We’ve had an unexpected increase in load on one of our database shards. This happened due to a change we’ve made on the new Worker plugin. We’ve had to go to maintenance mode to resolve this extra load and get the system back into working order. The entire operation lasted less than 35 minutes.
How many users were affected
Service was unavailable during the maintenance.
This is a reason we have a team on standby. To handle unexpected situations just like this one.
On Friday, November 30, our primary server shard went went down. This led to the dashboard sync issues when our secondary systems took over. Needless to say, redundancy systems performed their backup function well in this case.
However, over the weekend we detected that the system struggled to keep up with the increased workload. That is why on Monday morning we decided to shutdown the system for maintenance and server upgrade.
During the 30 minute downtime, the server resources were scaled up to handle the increased workload. System was fully restored, and after a few hours the queue was empty of the scheduled tasks.
How many users were affected
All user that used the dashboard over the weekend were affected.
We are increasing the resources on on our primary and secondary system to make sure they perform well in case of the similar occurrence in the future.
On Saturday, November 3, the producer that is responsible for sending the schedule list to the queue went down. The issue was detected on Sunday, November 4. The producer was restored and system returned to the normal working order. The issue has been resolved, and the backups will continue to run normally now.

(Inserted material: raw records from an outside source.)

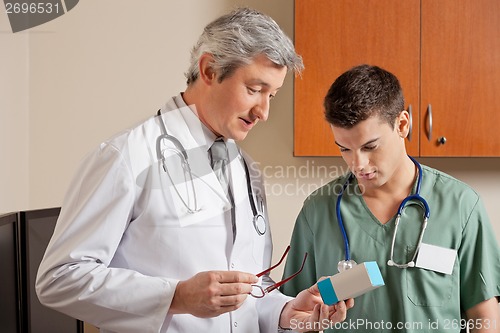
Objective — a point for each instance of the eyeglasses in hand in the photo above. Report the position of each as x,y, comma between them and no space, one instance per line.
259,292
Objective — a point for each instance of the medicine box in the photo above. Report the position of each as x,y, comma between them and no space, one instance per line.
351,283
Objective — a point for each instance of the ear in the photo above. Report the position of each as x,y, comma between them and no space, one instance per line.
402,125
207,72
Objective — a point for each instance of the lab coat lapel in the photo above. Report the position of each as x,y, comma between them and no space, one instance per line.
194,142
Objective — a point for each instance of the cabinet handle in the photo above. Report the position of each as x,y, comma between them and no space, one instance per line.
411,122
429,121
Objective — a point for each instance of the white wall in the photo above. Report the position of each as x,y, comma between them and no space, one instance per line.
106,65
14,119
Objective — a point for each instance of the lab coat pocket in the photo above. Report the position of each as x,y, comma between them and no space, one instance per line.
428,288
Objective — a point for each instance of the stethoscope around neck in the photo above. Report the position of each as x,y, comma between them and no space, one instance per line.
348,263
258,220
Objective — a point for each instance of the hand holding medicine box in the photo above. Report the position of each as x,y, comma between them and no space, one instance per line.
351,283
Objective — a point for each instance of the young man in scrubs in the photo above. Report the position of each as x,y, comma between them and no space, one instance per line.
365,108
148,239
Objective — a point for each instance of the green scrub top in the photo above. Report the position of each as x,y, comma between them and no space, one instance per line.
413,299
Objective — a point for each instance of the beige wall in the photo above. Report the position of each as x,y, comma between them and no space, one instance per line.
14,118
105,65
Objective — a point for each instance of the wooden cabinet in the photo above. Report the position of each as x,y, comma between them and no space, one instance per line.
445,53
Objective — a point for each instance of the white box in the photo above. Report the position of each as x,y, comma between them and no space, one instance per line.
351,283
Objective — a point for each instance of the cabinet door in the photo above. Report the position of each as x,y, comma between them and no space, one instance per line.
333,36
460,77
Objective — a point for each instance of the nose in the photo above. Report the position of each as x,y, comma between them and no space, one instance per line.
359,162
261,109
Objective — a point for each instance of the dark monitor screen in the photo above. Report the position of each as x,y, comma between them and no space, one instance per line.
9,277
37,227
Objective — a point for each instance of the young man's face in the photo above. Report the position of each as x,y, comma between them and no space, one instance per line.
242,99
372,149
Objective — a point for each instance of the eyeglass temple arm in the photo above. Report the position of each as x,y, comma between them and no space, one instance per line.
282,282
273,267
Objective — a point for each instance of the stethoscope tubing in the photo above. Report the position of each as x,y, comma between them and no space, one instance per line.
258,216
415,197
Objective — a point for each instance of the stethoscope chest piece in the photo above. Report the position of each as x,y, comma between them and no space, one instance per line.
344,265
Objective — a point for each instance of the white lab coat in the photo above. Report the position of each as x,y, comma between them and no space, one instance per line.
122,243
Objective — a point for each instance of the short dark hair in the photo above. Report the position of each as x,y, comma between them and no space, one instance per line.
361,92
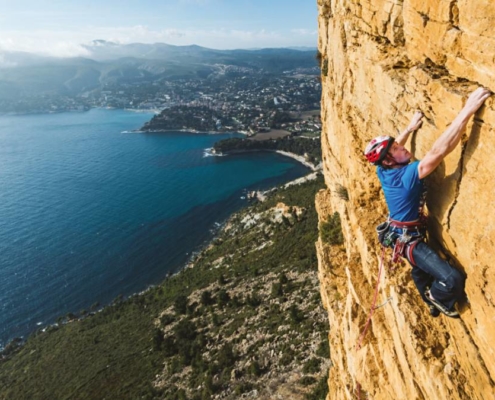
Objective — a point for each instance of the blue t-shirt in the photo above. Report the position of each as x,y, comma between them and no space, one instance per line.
402,188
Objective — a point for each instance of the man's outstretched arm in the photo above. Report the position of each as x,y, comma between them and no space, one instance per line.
452,135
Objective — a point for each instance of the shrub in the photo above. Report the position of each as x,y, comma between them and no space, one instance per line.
223,298
312,366
180,304
331,230
323,349
206,298
324,67
307,380
342,192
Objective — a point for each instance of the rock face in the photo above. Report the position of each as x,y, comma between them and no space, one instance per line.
381,61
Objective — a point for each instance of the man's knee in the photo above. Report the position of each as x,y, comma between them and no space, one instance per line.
454,281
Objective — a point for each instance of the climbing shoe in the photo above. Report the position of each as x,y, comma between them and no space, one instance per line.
441,307
434,312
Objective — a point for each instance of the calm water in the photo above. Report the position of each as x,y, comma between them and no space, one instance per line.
89,211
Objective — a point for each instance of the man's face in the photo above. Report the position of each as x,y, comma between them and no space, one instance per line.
399,153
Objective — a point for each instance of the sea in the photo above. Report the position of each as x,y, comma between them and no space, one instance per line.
91,210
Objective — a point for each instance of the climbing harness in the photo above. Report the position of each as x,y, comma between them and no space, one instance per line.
403,236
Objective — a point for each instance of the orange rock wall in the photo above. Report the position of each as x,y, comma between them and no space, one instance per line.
381,61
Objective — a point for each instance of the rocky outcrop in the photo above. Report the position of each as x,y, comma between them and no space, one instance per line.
381,61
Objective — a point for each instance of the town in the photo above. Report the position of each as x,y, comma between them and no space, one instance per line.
246,103
237,99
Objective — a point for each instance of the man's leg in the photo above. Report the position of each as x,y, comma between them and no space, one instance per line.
448,285
422,280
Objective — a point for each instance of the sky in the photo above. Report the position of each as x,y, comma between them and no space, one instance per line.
59,27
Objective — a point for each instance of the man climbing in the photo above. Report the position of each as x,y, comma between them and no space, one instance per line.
439,284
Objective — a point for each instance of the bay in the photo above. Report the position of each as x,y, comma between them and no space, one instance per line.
90,211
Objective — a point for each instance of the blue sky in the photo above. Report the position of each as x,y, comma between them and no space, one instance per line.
58,27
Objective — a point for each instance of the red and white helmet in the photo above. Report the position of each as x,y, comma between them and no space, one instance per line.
378,148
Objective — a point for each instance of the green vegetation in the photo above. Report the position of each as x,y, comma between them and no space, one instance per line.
303,147
249,305
342,192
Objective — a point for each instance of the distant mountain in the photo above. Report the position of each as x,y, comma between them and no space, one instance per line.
25,74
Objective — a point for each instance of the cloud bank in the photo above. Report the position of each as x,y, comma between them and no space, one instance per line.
68,43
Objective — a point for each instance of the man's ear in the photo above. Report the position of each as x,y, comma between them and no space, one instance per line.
386,161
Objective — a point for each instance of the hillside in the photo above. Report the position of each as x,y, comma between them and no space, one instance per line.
381,61
26,75
244,318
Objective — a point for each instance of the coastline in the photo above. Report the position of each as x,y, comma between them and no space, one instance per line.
294,156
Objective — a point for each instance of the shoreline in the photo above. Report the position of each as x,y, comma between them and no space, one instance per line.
189,263
294,156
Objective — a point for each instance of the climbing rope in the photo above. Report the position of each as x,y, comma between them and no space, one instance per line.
370,315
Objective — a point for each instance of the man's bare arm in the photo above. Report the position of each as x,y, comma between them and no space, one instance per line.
452,135
414,125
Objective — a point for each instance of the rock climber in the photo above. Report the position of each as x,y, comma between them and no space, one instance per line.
441,285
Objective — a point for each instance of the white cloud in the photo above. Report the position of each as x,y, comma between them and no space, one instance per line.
5,63
68,43
304,32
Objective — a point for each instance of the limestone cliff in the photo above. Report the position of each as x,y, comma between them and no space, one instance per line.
381,61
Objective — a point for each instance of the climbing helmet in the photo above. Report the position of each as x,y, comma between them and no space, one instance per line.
378,148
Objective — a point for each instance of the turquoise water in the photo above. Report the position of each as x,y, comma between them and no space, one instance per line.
90,211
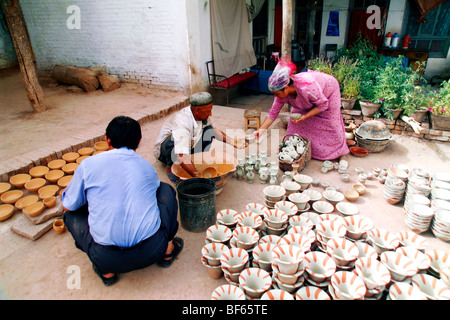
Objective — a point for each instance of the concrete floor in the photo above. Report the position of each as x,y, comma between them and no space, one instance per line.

The backups that were scheduled to run on those two days were delayed, but were all ran successfully once the producer was brought back up.
Only the users that had scheduled backups for November 3 and 4 were affected.
We are increasing redundancy for the secondary systems and changing the logic so something like this doesn’t happen again.
On Wednesday, August 15, the machine that is responsible for starting scheduled backups went down. The issue was detected on August 17, the machine was restarted and the backups were ran.
Less than 1% of websites were affected, which is why it took us so long to detect the issue.
Allocated additional machines for this task. Improved tracking of these machines to detect outages.
On Saturday, August the 11th we had an issue with worker machines that are responsible for processing our SEO Ranking results. The issue was that the majority of the machines ended up in an infinite loop so the huge spike in processing we have during the weekends wasn’t being processed fast enough. Unfortunately, our alerting thresholds weren’t set up correctly so we didn’t notice all of this before it was too late. Because we use a 3rd party API we couldn’t just throw more machines at the load so we had to start shedding the load. This means that some of the keywords weren’t processed so some results might be missing. This weekend might have additional keywords missing because of late processing.
Almost all of the users that use the SEO Ranking addon.
Alerting thresholds are adjusted and the rework of this part of the system has been scheduled.